## Seatings at tables

Consider a group of $$n=3k$$ people and $$k$$ tables, each seating 3 people. How many times must this group sit at the tables such that each pair of people encounter each other exactly once?

You may assume that a conforming seating plan is possible, even though this not need be true in general. For example, is any seating plan possible for an even number of tables? Generalize your reasoning for an $$n$$-person group, tables with $$s$$ places, and $$t$$-tuples of people who must encounter each other exactly once.

• #### Solution

Choose an arbitrary person in the group $$x$$; now we must divide the remaining people into pairs such that $$x$$ will sit together with each pair exactly once. So the required number of seatings is $$\frac{n-1}2$$. From here it follows that $$n$$ is an odd multiple of three, so $$k$$ is odd.

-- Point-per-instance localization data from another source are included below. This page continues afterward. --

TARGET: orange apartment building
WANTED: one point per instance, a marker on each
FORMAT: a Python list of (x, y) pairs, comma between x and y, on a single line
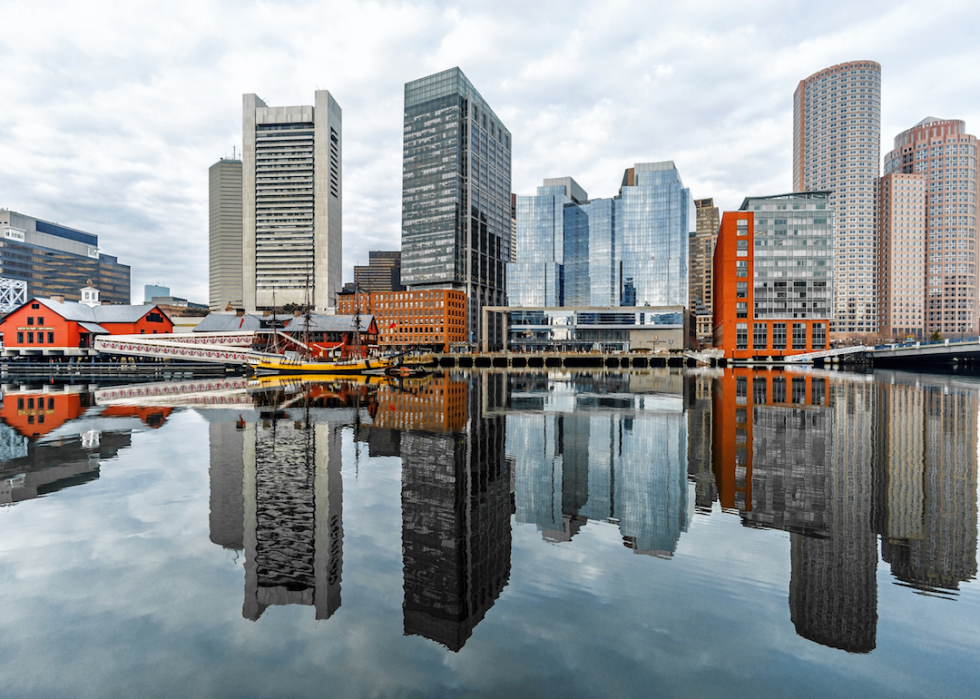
[(49, 327), (433, 318), (774, 277)]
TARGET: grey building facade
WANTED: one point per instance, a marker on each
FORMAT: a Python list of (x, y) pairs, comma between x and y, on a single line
[(456, 197), (631, 250), (57, 260), (292, 198), (224, 235)]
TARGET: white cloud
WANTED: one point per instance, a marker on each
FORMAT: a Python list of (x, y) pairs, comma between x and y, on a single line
[(113, 113)]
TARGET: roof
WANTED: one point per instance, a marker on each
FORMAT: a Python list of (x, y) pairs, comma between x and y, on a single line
[(320, 323), (95, 328), (229, 322), (72, 310)]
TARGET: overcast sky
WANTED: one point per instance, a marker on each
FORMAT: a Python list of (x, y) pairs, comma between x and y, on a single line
[(112, 113)]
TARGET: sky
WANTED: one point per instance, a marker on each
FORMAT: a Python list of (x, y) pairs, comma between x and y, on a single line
[(112, 112)]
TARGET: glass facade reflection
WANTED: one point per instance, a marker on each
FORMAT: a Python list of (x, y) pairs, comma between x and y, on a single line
[(455, 193), (631, 250)]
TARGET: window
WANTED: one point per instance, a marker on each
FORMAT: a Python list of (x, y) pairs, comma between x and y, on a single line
[(819, 335), (779, 335), (799, 335)]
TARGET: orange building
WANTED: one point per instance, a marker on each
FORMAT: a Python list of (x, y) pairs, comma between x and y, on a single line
[(773, 276), (49, 327), (432, 318)]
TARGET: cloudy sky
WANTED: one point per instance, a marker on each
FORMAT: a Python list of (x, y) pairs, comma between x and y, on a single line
[(112, 113)]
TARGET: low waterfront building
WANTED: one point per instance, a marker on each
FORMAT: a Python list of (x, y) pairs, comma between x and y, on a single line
[(432, 318), (774, 277), (55, 260), (53, 327), (587, 328)]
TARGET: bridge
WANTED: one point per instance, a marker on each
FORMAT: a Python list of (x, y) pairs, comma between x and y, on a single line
[(906, 353)]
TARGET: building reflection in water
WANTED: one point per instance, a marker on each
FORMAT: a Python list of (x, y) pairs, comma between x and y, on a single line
[(836, 460), (456, 502), (55, 437), (611, 449)]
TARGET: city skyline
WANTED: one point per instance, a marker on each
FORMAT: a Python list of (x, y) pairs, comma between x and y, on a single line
[(104, 149)]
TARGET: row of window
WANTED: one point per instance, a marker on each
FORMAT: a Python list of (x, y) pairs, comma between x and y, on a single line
[(760, 336)]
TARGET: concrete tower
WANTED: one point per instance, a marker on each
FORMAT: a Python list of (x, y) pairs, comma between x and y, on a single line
[(292, 198), (836, 146), (224, 235)]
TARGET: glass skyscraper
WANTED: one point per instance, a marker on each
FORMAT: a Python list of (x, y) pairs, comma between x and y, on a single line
[(455, 193), (631, 250)]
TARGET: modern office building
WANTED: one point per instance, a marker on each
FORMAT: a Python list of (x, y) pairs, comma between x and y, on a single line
[(383, 272), (151, 291), (224, 235), (945, 156), (836, 148), (456, 195), (902, 260), (701, 254), (55, 260), (631, 250), (292, 198), (774, 276), (551, 265)]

Alternative reasoning: $$\binom{n}{2}$$ pairs must meet in all, and in a single seating three pairs meet at each table, so in a single seating a total of $$3\frac{n}3=n$$ pairs meet at all the tables. So now the number of seatings is given by $$\frac{\binom{n}{2}}{n}=\frac{n-1}2$$

In general, at a single seating at an $$s$$-place table, $$\binom{s}{t}$$ $$t$$-tuples will meet, and so in a single seating at all $$\frac{n}{s}$$ tables, $$\binom{s}{t}\frac{n}{s}$$ $$t$$-tuples will meet. There are a total of $$\binom{n}{t}$$ $$t$$-tuples.

The number of seatings equals: $$\frac{\binom{n}{t} s}{\binom{s}{t} n}$$, which might not be an integer (in which case no appropriate seating plan exists).

Side note: This is called a Steiner triple system with parallelism or a Kirkman triple system. This exists for all odd multiples of three, as was shown in 1965.